Published 22/12/2015

Illegeal drugs worth £1.35m were seized during a two-month policing operation against street-level dealing, the PSNI has revealed
Illegeal drugs worth £1.35m were seized during a two-month policing operation against street-level dealing, the PSNI has revealed

Illegeal drugs worth £1.35m were seized during a two-month policing operation against street-level dealing, the PSNI has revealed.

The drugs were discovered during 1,166 police searches across Northern Ireland in September and October.

Detective Superintendent Andrea McMullan, from the PSNI's Reactive and Organised Crime Branch, said removing dangerous drugs from the streets is a policing priority.

Over 500 arrests were made in relation to 731 drugs seizures. To date, 44 suspects have been charged and 74 reported to the Public Prosecution Service.

Codenamed Operation Torus, police run the operation twice a year to help remove drugs from the streets.

"Over the past number of years, we have recorded considerable success with Operation Torus and these figures continue this positive trend.

"To have taken £1.35m worth of drugs off the streets is further evidence of our commitment to acting on information provided by communities to reduce the harm posed by dangerous and illegal drugs," said Ms McMullan.

She added:"A total of 44 people have been charged with drugs offences, 74 have been reported to the PPS and a further 59 have been dealt with by way of discretionary disposal.

"Another 24 were cautioned while a further 81 individuals were dealt with by way of warrants or bailed. This latest phase is further proof that drugs remain a policing priority because of the devastating impact they have on individuals and communities."

Police figures show that over a 12-month period, to the end of November, there were 5,156 drugs seizures across Northern Ireland and 2,938 drugs related arrests.

"The PSNI will continue to disrupt and arrest those involved in the sale and supply of drugs, bring those individuals before the courts and work with communities and partner agencies to reduce the threat of harmful and illegal activity," said Ms McMullan.

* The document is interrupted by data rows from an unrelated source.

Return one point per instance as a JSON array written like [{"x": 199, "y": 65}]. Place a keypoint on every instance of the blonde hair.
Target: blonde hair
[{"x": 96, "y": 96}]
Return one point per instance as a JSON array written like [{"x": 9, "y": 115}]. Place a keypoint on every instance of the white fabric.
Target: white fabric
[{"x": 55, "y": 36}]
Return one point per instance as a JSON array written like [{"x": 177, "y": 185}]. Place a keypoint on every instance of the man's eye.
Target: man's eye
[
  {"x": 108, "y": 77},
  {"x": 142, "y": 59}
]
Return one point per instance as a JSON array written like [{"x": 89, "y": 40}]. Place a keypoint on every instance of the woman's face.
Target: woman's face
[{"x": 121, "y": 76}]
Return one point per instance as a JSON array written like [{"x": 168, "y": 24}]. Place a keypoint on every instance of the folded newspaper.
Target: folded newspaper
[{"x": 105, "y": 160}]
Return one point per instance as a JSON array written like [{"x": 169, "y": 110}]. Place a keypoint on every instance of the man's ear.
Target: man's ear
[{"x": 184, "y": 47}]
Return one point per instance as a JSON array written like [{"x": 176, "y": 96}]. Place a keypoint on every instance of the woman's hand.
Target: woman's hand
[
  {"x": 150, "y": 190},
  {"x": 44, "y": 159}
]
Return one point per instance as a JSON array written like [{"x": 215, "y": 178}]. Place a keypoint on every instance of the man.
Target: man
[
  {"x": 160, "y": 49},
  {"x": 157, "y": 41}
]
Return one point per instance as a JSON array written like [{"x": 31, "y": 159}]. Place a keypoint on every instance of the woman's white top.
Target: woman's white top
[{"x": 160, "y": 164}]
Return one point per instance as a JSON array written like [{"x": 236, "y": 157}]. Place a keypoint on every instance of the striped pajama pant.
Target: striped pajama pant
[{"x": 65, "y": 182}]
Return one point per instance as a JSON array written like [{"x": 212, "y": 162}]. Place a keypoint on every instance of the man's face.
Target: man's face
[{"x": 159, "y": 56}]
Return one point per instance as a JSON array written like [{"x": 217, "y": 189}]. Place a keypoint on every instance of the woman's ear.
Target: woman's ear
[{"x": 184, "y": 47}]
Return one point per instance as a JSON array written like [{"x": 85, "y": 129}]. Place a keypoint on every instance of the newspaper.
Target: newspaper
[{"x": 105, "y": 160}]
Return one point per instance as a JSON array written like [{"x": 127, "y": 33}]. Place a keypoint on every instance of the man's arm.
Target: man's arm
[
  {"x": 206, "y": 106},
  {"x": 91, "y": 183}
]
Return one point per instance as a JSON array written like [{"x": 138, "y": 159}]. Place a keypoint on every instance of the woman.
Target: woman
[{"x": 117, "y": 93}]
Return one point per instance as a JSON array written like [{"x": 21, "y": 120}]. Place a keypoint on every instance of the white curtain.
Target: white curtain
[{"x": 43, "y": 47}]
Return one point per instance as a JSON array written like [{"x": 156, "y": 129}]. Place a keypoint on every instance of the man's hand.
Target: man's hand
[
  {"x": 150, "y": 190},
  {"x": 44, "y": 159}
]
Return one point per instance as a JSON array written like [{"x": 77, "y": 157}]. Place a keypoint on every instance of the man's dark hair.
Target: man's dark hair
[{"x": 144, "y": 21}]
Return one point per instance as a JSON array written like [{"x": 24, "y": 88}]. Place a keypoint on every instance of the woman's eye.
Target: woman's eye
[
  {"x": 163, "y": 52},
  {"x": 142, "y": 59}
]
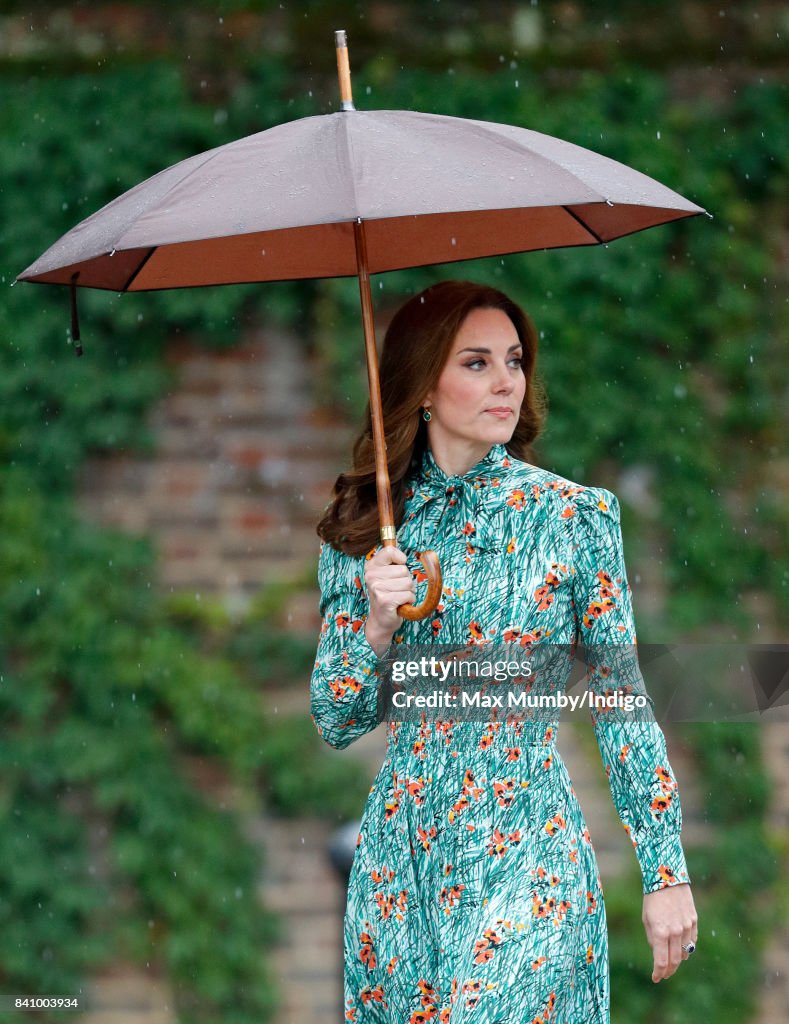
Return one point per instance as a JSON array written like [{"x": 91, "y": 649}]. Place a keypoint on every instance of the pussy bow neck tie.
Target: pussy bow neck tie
[{"x": 466, "y": 507}]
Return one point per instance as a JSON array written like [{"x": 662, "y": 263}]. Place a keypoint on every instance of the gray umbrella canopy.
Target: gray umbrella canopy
[
  {"x": 353, "y": 194},
  {"x": 281, "y": 204}
]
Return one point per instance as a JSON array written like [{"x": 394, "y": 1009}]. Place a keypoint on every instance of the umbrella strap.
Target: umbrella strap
[{"x": 75, "y": 314}]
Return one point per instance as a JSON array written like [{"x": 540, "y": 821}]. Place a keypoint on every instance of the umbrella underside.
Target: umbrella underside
[{"x": 329, "y": 250}]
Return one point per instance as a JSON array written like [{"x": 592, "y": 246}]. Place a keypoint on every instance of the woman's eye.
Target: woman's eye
[{"x": 480, "y": 363}]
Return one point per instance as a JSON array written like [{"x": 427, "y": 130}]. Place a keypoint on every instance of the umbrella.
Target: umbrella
[{"x": 349, "y": 194}]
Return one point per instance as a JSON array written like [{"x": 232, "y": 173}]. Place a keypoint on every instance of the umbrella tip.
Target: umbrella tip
[{"x": 344, "y": 70}]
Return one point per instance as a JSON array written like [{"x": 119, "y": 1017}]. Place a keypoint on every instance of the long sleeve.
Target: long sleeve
[
  {"x": 345, "y": 680},
  {"x": 631, "y": 744}
]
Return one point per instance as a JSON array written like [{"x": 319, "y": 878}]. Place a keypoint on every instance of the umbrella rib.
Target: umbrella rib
[
  {"x": 137, "y": 269},
  {"x": 583, "y": 224},
  {"x": 348, "y": 164}
]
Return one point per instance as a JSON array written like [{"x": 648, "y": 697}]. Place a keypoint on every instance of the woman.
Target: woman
[{"x": 475, "y": 893}]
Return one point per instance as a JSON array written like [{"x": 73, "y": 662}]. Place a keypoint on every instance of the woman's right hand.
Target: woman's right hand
[{"x": 389, "y": 584}]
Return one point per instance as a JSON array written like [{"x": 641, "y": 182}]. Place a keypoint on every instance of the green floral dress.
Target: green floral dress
[{"x": 475, "y": 895}]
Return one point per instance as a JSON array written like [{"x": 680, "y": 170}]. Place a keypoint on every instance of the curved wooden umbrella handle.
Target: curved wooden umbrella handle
[{"x": 413, "y": 612}]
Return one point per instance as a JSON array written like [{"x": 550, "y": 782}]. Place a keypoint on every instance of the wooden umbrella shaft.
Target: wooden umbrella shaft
[{"x": 383, "y": 484}]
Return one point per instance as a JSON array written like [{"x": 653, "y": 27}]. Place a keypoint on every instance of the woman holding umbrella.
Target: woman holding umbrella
[{"x": 475, "y": 893}]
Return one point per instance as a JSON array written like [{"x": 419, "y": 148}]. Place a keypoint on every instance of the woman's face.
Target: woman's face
[{"x": 480, "y": 391}]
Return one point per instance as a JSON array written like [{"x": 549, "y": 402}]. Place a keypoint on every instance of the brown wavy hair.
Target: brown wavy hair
[{"x": 415, "y": 348}]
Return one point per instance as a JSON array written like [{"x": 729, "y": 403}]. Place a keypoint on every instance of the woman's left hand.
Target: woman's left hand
[{"x": 670, "y": 921}]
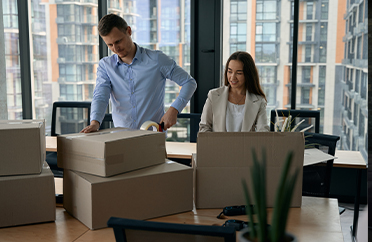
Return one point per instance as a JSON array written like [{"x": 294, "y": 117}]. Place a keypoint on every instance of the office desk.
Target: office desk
[
  {"x": 352, "y": 159},
  {"x": 178, "y": 150},
  {"x": 316, "y": 220}
]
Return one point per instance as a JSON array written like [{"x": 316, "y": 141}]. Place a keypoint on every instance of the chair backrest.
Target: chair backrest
[
  {"x": 107, "y": 122},
  {"x": 69, "y": 117},
  {"x": 137, "y": 230},
  {"x": 298, "y": 115},
  {"x": 326, "y": 143},
  {"x": 186, "y": 128}
]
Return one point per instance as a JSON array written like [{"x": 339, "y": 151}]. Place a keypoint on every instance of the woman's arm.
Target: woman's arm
[{"x": 206, "y": 121}]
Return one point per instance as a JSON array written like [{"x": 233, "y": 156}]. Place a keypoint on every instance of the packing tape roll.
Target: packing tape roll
[{"x": 146, "y": 125}]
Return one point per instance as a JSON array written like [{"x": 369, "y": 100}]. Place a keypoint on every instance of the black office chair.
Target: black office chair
[
  {"x": 136, "y": 230},
  {"x": 298, "y": 114},
  {"x": 178, "y": 132},
  {"x": 67, "y": 117},
  {"x": 107, "y": 122},
  {"x": 317, "y": 178}
]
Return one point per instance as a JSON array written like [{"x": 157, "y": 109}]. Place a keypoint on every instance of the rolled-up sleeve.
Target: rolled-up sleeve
[
  {"x": 206, "y": 120},
  {"x": 262, "y": 124},
  {"x": 101, "y": 93}
]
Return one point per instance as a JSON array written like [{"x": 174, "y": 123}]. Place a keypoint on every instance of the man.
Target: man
[{"x": 134, "y": 79}]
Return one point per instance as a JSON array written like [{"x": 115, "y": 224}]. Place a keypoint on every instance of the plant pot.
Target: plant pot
[{"x": 244, "y": 233}]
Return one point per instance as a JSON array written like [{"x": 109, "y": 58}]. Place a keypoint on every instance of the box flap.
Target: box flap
[
  {"x": 168, "y": 166},
  {"x": 234, "y": 149},
  {"x": 314, "y": 156}
]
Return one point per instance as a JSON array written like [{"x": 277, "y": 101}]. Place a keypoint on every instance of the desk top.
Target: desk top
[
  {"x": 317, "y": 218},
  {"x": 349, "y": 159}
]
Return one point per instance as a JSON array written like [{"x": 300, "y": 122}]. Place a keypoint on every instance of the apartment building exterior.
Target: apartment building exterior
[
  {"x": 354, "y": 93},
  {"x": 331, "y": 58},
  {"x": 64, "y": 48}
]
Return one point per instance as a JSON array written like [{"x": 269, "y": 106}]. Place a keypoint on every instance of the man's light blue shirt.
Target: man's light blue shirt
[{"x": 137, "y": 90}]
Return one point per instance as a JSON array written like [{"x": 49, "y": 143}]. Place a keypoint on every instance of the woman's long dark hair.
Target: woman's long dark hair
[{"x": 252, "y": 80}]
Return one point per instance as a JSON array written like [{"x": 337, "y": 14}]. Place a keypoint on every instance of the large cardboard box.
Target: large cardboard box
[
  {"x": 142, "y": 194},
  {"x": 110, "y": 151},
  {"x": 22, "y": 147},
  {"x": 224, "y": 159},
  {"x": 27, "y": 199}
]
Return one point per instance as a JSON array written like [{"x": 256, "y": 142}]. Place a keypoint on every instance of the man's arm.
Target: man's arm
[
  {"x": 175, "y": 73},
  {"x": 100, "y": 100}
]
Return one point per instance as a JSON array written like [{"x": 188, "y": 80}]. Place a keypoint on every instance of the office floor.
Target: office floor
[{"x": 346, "y": 219}]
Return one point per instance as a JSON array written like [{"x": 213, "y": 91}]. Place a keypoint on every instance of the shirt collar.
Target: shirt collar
[{"x": 137, "y": 56}]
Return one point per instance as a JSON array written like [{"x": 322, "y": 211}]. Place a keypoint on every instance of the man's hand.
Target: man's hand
[
  {"x": 169, "y": 118},
  {"x": 93, "y": 127}
]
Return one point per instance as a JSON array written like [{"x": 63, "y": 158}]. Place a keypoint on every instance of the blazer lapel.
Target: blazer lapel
[
  {"x": 219, "y": 109},
  {"x": 250, "y": 113}
]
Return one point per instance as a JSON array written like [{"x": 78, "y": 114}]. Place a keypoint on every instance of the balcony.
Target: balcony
[
  {"x": 90, "y": 19},
  {"x": 347, "y": 37},
  {"x": 60, "y": 20},
  {"x": 60, "y": 60},
  {"x": 62, "y": 40},
  {"x": 359, "y": 29},
  {"x": 91, "y": 58},
  {"x": 360, "y": 63},
  {"x": 346, "y": 61}
]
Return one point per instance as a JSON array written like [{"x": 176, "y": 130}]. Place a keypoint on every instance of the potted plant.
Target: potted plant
[{"x": 260, "y": 231}]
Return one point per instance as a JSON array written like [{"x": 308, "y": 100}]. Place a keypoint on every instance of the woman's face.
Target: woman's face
[{"x": 235, "y": 74}]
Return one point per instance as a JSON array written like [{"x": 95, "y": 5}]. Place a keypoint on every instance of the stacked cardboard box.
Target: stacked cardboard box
[
  {"x": 223, "y": 160},
  {"x": 123, "y": 173},
  {"x": 26, "y": 182}
]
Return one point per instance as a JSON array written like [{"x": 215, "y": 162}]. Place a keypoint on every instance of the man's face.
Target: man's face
[{"x": 121, "y": 43}]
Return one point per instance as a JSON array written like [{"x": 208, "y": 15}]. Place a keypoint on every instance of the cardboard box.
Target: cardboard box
[
  {"x": 142, "y": 194},
  {"x": 110, "y": 151},
  {"x": 22, "y": 147},
  {"x": 27, "y": 199},
  {"x": 225, "y": 158}
]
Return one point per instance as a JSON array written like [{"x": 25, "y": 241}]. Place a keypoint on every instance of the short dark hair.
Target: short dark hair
[
  {"x": 110, "y": 21},
  {"x": 252, "y": 80}
]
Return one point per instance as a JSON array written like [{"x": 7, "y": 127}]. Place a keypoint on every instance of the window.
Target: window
[
  {"x": 309, "y": 32},
  {"x": 308, "y": 53},
  {"x": 324, "y": 10},
  {"x": 265, "y": 53},
  {"x": 322, "y": 75},
  {"x": 323, "y": 31},
  {"x": 238, "y": 10},
  {"x": 267, "y": 74},
  {"x": 266, "y": 10},
  {"x": 266, "y": 32},
  {"x": 305, "y": 95},
  {"x": 238, "y": 32},
  {"x": 306, "y": 77},
  {"x": 309, "y": 10},
  {"x": 323, "y": 53}
]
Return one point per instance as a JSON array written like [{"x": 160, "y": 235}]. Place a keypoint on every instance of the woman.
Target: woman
[{"x": 240, "y": 105}]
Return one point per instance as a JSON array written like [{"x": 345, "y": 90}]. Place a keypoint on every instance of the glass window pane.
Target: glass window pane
[
  {"x": 64, "y": 62},
  {"x": 10, "y": 77},
  {"x": 323, "y": 68}
]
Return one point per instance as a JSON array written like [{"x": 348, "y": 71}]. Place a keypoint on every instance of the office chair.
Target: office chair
[
  {"x": 67, "y": 117},
  {"x": 136, "y": 230},
  {"x": 107, "y": 122},
  {"x": 191, "y": 120},
  {"x": 297, "y": 114},
  {"x": 317, "y": 178}
]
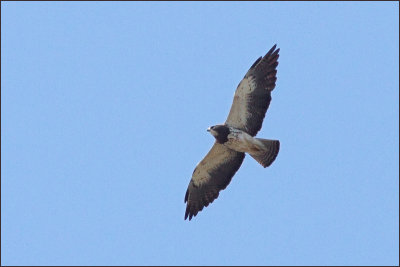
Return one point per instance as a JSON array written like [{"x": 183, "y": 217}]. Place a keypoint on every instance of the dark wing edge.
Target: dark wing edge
[
  {"x": 211, "y": 175},
  {"x": 253, "y": 94}
]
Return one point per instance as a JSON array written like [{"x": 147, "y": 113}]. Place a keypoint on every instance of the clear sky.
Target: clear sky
[{"x": 104, "y": 111}]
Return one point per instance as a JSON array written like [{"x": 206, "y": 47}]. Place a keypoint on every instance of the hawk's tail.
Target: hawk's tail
[{"x": 268, "y": 152}]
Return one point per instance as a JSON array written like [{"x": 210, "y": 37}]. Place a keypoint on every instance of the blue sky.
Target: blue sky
[{"x": 104, "y": 112}]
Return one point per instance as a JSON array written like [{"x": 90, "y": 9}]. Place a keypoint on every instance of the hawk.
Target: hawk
[{"x": 236, "y": 136}]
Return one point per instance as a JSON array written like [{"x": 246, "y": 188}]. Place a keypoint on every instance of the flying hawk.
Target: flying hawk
[{"x": 236, "y": 136}]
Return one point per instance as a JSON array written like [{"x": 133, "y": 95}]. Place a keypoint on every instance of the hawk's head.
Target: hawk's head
[{"x": 220, "y": 132}]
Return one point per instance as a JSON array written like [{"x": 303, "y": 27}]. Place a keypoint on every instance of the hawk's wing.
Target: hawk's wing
[
  {"x": 210, "y": 176},
  {"x": 253, "y": 94}
]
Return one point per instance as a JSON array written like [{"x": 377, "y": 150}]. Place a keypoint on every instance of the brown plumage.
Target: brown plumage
[{"x": 235, "y": 137}]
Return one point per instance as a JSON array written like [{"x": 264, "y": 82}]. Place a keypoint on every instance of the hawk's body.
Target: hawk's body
[{"x": 235, "y": 137}]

"I would continue to ask communities to provide us with information about illegal drugs. If you tell us, we will act on it. That's our commitment.

"If you see or know of anyone who is dealing drugs in your local area, then contact your local police on the non-emergency number 101 or alternatively you can contact the independent charity Crimestoppers anonymously on 0800 555 111 and pass on any details that you may have."